Decoding the ways of thinking of the past.
There is a widespread misconception that early people were primitive and thought differently from us. But how can one know about ways of thinking thousands of years ago? Archaeological information is usually gleaned from objects whereas the human brain isn’t preserved in fossils.
However, the innovative research done by archaeologist Professor Lyn Wadley is giving us some answers.
“Archaeologists can access the minds of people from the past using proxies for brain power,” explains Wadley. She replicated everyday Stone Age tasks, showing that they involve complex cognition.
“Certain technologies, for example making compound adhesives, hafting tools, heat treating rocks and setting snares, cannot be performed without modern cognitive attributes. These include analogy, multi-tasking, abstract thought, and planning for action that is out-of-sight,” she says.
Wadley notes that since the tasks first appeared between 160 000 and 70 000 years ago, we know that people living then — the first anatomically modern people who lived in South Africa — had minds like ours. Her methods to reach this conclusion are a global first.
Using National Research Foundation (NRF) grants, Wadley excavated Rose Cottage Cave in the Free State, and later Sibudu Cave, KwaZulu-Natal. These were long term and large excavations, producing artefacts ranging in age from 100000 to 25000 years.
At both sites, there were stone tools with visible traces of red ochre and plant gum adhesives. This initial excavated material was analysed microscopically at the University of the Witwatersrand (Wits). Compound adhesives were discovered and it was revealed that different adhesive recipes were used.
“Compound adhesive manufacture requires a number of complex mental attributes, not least multi-tasking because fire temperatures, sticky gum and other hafting requisites must be manipulated simultaneously,” says Wadley.
The path was then set to explore other Stone Age technologies, such as snares, for additional mental attributes. Bones and botanical remains were identified with the help of faunal experts and archaeobotanists.
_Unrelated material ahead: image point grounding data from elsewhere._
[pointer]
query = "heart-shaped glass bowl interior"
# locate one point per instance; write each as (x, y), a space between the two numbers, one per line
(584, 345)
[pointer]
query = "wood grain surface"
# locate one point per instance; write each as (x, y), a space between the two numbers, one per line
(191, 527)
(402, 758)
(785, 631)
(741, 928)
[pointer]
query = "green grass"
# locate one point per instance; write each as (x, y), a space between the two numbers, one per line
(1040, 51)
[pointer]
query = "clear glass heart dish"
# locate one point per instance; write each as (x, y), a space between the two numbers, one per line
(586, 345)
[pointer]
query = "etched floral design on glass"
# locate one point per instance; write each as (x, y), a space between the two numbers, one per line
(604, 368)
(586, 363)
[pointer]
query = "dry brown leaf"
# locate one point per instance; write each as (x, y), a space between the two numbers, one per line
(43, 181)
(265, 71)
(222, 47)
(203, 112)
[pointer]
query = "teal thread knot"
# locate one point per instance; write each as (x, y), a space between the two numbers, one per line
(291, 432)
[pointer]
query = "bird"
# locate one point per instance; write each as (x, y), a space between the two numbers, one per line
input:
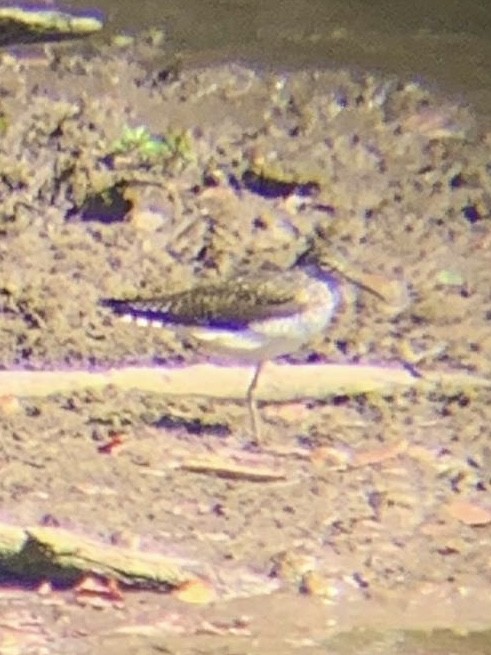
(251, 318)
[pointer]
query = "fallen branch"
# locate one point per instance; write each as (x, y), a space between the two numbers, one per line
(277, 382)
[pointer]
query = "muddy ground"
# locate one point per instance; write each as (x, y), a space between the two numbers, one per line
(378, 540)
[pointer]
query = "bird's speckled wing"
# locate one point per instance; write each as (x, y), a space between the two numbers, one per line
(231, 305)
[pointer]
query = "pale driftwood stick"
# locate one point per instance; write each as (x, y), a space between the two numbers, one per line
(277, 382)
(37, 553)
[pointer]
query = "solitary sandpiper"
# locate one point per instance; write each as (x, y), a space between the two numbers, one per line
(250, 318)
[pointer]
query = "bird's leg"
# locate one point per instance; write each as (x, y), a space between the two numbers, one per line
(253, 410)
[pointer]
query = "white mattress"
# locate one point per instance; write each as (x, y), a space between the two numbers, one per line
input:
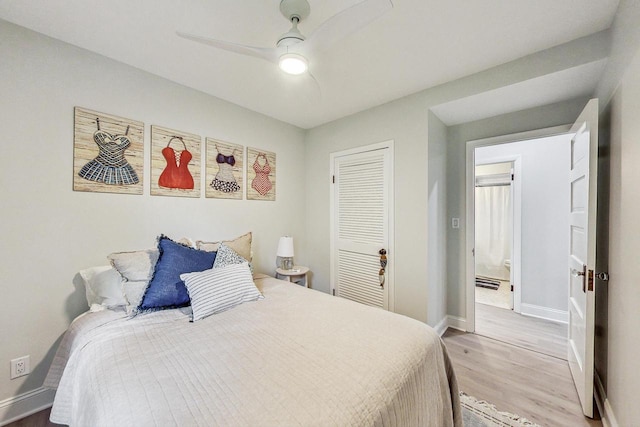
(297, 357)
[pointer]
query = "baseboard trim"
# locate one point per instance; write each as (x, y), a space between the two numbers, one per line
(604, 407)
(552, 314)
(25, 404)
(457, 322)
(442, 325)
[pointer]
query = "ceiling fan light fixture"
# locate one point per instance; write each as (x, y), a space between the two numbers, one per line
(293, 63)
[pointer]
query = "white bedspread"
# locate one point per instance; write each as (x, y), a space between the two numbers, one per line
(297, 357)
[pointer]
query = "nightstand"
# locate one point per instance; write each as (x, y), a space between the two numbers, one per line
(297, 275)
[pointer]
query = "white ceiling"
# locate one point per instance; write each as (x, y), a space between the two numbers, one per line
(417, 45)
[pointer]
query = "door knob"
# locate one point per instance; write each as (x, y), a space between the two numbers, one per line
(383, 266)
(576, 273)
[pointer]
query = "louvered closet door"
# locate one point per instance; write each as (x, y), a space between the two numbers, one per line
(361, 228)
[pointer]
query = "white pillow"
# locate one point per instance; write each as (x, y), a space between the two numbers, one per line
(136, 269)
(103, 286)
(219, 289)
(136, 265)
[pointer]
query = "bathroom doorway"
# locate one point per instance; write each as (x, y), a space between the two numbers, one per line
(517, 199)
(494, 234)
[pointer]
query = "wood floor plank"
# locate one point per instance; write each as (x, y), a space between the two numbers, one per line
(39, 419)
(536, 334)
(531, 384)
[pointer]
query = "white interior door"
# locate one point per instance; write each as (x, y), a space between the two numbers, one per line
(362, 225)
(582, 252)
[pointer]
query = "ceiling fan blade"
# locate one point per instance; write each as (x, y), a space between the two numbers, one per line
(268, 54)
(346, 23)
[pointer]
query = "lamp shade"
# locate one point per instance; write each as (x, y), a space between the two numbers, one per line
(285, 247)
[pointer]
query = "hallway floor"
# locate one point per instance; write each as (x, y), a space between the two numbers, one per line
(540, 335)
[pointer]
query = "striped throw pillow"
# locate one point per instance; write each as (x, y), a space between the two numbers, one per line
(219, 289)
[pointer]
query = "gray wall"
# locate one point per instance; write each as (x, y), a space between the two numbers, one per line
(50, 232)
(404, 122)
(437, 222)
(620, 330)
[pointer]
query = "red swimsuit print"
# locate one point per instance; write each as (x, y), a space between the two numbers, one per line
(261, 182)
(176, 174)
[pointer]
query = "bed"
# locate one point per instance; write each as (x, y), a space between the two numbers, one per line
(296, 357)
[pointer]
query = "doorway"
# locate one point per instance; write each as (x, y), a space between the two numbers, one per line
(534, 263)
(494, 234)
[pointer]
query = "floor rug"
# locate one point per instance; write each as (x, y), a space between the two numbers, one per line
(478, 413)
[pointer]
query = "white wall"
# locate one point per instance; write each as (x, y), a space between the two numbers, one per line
(545, 220)
(49, 232)
(437, 222)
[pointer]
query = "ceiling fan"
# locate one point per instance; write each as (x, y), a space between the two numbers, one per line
(293, 48)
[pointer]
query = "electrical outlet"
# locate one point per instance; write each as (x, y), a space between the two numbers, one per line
(20, 367)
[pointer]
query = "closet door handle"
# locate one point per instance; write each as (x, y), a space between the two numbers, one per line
(383, 266)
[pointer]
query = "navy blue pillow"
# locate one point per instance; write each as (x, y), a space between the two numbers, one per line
(166, 290)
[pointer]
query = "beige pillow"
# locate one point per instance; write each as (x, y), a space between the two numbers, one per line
(242, 245)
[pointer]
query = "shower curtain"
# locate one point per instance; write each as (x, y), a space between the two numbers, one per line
(493, 231)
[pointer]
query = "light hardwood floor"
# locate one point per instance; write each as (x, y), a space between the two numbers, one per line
(528, 383)
(39, 419)
(528, 377)
(532, 333)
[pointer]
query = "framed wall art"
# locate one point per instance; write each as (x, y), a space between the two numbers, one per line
(224, 170)
(261, 175)
(175, 163)
(108, 153)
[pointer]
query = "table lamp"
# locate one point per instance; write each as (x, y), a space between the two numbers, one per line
(285, 252)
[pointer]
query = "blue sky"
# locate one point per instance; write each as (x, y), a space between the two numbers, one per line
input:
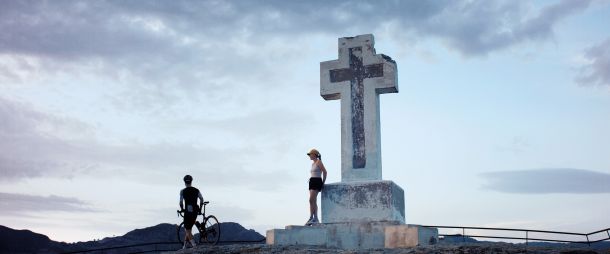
(501, 119)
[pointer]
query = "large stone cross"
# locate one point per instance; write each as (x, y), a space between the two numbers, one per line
(357, 78)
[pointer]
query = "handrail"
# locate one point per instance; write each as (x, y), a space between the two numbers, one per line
(527, 231)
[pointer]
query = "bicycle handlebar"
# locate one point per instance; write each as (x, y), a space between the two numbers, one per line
(180, 212)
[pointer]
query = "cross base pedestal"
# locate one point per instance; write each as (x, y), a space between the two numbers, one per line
(366, 201)
(354, 235)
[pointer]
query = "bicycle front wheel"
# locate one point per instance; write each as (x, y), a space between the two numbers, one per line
(211, 232)
(181, 233)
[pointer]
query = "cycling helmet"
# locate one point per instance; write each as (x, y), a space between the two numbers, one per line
(188, 178)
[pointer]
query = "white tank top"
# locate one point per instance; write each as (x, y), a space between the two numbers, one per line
(315, 170)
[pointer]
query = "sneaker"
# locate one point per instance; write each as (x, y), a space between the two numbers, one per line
(315, 220)
(309, 222)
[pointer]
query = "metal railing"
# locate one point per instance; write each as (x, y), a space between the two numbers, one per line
(527, 232)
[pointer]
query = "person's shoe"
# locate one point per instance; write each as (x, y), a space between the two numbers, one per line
(308, 223)
(315, 221)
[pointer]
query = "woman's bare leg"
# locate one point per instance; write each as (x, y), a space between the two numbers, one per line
(313, 205)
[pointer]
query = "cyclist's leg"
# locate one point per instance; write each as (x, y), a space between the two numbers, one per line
(189, 221)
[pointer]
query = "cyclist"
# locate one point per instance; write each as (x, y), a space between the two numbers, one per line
(316, 183)
(188, 205)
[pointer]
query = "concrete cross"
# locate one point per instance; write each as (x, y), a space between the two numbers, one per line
(358, 77)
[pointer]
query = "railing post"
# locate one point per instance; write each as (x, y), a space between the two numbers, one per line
(589, 243)
(463, 235)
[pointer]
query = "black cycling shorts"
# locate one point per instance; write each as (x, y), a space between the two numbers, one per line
(189, 220)
(315, 183)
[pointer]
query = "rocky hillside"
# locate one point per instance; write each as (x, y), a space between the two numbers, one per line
(452, 248)
(12, 241)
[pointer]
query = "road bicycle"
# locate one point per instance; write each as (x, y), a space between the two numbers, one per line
(207, 231)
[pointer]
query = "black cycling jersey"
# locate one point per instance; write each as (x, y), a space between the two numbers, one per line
(190, 195)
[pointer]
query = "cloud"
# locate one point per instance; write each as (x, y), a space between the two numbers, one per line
(22, 204)
(550, 180)
(124, 28)
(35, 145)
(160, 53)
(597, 69)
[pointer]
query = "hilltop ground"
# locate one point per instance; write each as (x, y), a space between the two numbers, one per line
(467, 248)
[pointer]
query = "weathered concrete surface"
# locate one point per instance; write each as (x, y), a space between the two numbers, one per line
(403, 236)
(363, 201)
(294, 235)
(354, 235)
(478, 248)
(357, 78)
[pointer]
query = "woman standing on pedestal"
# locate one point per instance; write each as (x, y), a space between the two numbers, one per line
(316, 183)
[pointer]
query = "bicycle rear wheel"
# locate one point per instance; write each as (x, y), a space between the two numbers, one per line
(211, 232)
(181, 233)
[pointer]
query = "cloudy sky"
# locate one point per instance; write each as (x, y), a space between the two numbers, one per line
(502, 117)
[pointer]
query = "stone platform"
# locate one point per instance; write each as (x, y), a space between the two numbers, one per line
(353, 235)
(364, 201)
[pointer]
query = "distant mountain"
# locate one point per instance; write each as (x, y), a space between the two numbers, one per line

It was a countrywide and international collaboration as specialists were brought to Wits from France, the US, Canada and Australia. “Where this wasn’t possible, the archaeologically-recovered items were temporarily exported for analysis,” she says.
The hypothesis testing involved experiments and replications using ingredients and methods from the past, as far back as 100 000 years ago.
“The end products of the experiments required collaborations with scientists able to perform tests to support or refute hypotheses about past behaviour,” says Wadley.
Beyond proxies for complex cognition, the multidisciplinary research stemming from the artefacts is giving us information about environmental conditions, changing environments, technology, hunting methods, spatial patterns, pyrotechnology and the use of plant materials.
The 77 000 year old Sibudu plant bedding, an unanticipated discovery, is the earliest occurrence of preserved plant bedding. It is 50 000 years older than previous examples.
Wadley is a Stone Age archaeologist and has been excavating sites dating from 100000 to 3000 years ago. At 66, she works from Wits, has a PhD in Archaeology and an A rating by the NRF (the only archaeologist with this accolade).
She is passionate about education within the academic environment. With South Africa’s rich archaeology, it is startling that only three universities have archaeology departments.
Culture and national pride aside, the possibilities for heritage tourism alone are immense. “Our incredible heritage cuts across race, age and every sector of society. These people were the ancestors of all of us,” says Wadley.